Tests shouldn’t just consist of pings. For productive firewalls, real connection checks are more important: VPN login, access to internal applications, DNS resolution, web access, published services, mail flow, SD-WAN routes and central authentication.
8. Validate after update
After the restart, the change is not yet completed. First you have to check whether the firewall is really running in the expected state.
Immediately after the update:
- Check active SFOS version.
- Check license and pattern update status.
- Check system and kernel logs for noticeable errors.
- Check interfaces, SD-WAN routes, VPN tunnels and HA status.
- Validate firewall rules, NAT, Web Protection, TLS Inspection and WAF with real tests.
- Sophos Central Check synchronization.
- Reactivate monitoring.
- Add change documentation with results, times and deviations.
If a firmware update was planned or triggered via Sophos Central, the Sophos Central Firewall Management Task Queue is also part of the follow-up check. There you can check whether the central task was completed successfully or whether a failed task is blocking later changes.
If unexpected errors occur after the update, the difference between configuration problem, firmware bug, license problem and external system problem should first be narrowed down. Log Viewer, Packet Capture and targeted service logs are more helpful than immediate multiple restarts.
Typical errors with firmware updates
- Update without fresh backup: Restore or rollback becomes unnecessarily risky; Check backup and SSMK before change
- Release notes only read superficially: Known bugs, platform blockers or unsupported upgrade paths are overlooked; Document Sophos release notes, known issues and supported upgrade path
- SFOS-22 check skipped: Platform, storage space, interface, STAS or legacy IPsec blockers are only noticed in the maintenance window; Before SFOS 22 or newer, complete the separate upgrade check
- HA assumed to be failure-free: Failover can interrupt sessions and individual connections; Also plan maintenance window and test plan for HA
- No local emergency access: Remote Change may get stuck on VPN or WAN issue; Clarify out-of-band access or on-site option
- Ping tested only: Application, DNS, TLS or VPN problems remain undetected; Define technical tests per service
- Rollback decided too late: Downtime becomes longer than necessary; Determine the termination time and rollback criteria in advance
Checklist
- Target version and upgrade path checked.

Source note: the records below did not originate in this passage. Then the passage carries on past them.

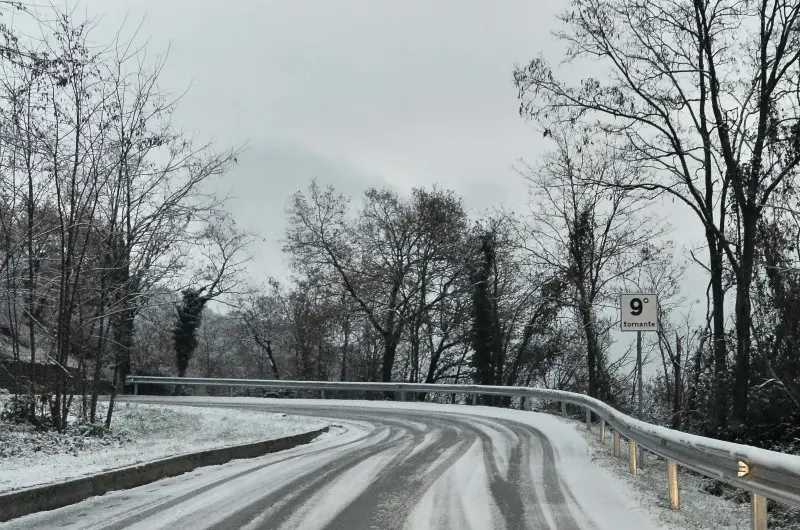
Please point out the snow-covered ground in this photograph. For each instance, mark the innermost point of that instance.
(699, 509)
(140, 433)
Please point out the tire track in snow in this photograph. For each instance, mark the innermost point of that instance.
(416, 469)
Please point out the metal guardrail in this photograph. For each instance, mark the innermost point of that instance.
(765, 474)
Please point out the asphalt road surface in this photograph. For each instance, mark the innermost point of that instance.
(379, 468)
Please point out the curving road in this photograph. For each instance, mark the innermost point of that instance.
(381, 467)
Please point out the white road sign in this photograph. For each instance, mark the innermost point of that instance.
(638, 312)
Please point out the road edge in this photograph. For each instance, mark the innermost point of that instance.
(53, 496)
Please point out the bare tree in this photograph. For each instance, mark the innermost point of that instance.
(704, 92)
(589, 236)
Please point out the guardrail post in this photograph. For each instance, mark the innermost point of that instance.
(759, 503)
(672, 479)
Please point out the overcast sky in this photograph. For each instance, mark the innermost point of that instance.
(357, 93)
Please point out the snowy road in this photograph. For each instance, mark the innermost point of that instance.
(405, 466)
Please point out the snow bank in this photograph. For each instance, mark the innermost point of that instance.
(140, 433)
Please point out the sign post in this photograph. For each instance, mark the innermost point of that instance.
(638, 312)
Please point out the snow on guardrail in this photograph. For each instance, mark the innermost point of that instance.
(771, 474)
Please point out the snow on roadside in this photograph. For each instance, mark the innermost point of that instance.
(699, 509)
(140, 433)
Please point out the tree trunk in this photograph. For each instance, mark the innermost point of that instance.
(719, 416)
(592, 348)
(676, 404)
(744, 279)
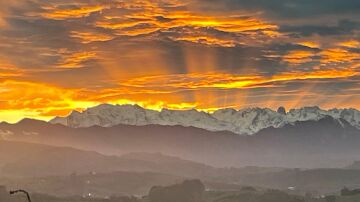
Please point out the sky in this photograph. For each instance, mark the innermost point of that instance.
(59, 56)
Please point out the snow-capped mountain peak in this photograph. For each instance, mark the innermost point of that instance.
(244, 121)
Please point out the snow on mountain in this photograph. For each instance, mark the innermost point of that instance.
(245, 121)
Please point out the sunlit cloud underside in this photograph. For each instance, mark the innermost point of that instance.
(59, 56)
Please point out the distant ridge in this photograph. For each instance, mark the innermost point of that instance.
(246, 121)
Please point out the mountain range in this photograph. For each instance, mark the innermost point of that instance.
(327, 142)
(242, 122)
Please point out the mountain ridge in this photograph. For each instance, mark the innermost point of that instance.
(246, 121)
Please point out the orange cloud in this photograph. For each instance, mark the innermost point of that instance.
(298, 57)
(88, 37)
(350, 44)
(59, 14)
(76, 60)
(337, 55)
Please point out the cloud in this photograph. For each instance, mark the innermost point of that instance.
(177, 54)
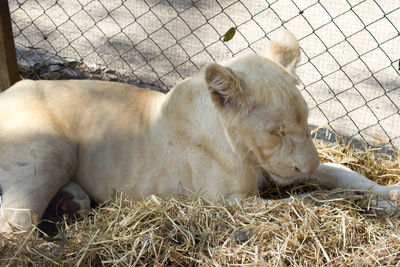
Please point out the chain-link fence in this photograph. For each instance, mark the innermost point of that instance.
(350, 48)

- Sophos release notes, official release notes, known issues and supported upgrade path checked.
- SFOS 22 Upgrade check performed on relevant upgrades, including platform, interface names, storage space, STAS and legacy remote access IPsec.

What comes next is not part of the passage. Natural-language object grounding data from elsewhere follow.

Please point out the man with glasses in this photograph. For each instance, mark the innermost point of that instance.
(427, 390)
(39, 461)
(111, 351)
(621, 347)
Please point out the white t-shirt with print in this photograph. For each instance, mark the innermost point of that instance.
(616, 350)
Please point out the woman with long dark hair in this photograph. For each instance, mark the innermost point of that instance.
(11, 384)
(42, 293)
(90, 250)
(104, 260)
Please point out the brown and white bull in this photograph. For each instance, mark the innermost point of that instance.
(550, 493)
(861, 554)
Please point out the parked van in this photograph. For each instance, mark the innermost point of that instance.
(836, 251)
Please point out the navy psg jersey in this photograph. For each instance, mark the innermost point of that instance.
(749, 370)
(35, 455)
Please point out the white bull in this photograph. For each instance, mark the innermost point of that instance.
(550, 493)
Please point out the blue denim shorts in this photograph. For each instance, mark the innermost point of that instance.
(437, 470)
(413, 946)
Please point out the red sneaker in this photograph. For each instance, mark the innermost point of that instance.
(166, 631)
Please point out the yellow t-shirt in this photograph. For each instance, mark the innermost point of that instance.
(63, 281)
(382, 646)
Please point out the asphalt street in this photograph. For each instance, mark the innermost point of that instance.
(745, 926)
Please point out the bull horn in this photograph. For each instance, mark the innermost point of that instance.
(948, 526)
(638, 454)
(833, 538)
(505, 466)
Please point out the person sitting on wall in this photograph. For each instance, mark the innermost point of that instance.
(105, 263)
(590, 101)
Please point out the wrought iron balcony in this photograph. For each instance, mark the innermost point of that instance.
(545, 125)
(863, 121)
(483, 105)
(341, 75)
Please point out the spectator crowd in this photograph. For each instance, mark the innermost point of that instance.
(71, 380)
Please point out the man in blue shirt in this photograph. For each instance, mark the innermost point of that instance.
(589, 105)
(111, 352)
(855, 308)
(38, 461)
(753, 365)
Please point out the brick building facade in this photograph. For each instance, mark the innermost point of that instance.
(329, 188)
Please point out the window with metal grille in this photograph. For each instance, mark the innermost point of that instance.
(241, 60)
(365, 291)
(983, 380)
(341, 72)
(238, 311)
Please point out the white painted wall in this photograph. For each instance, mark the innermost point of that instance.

- License and Enhanced Support checked.
- Backup downloaded and SSMK available.
- Change proof prepared with Backup, Config Studio, Audit Trail or Central Task Queue if several admins or Central are involved.
- Disk space and system status checked.
- HA status and roles documented.
- Maintenance window, test plan and rollback criteria defined.
- Firmware file or GUI download prepared.
- Local or alternative management access clarified.
- Checked version, services, VPNs, NAT, WAF, logs, central task queue and monitoring after the update.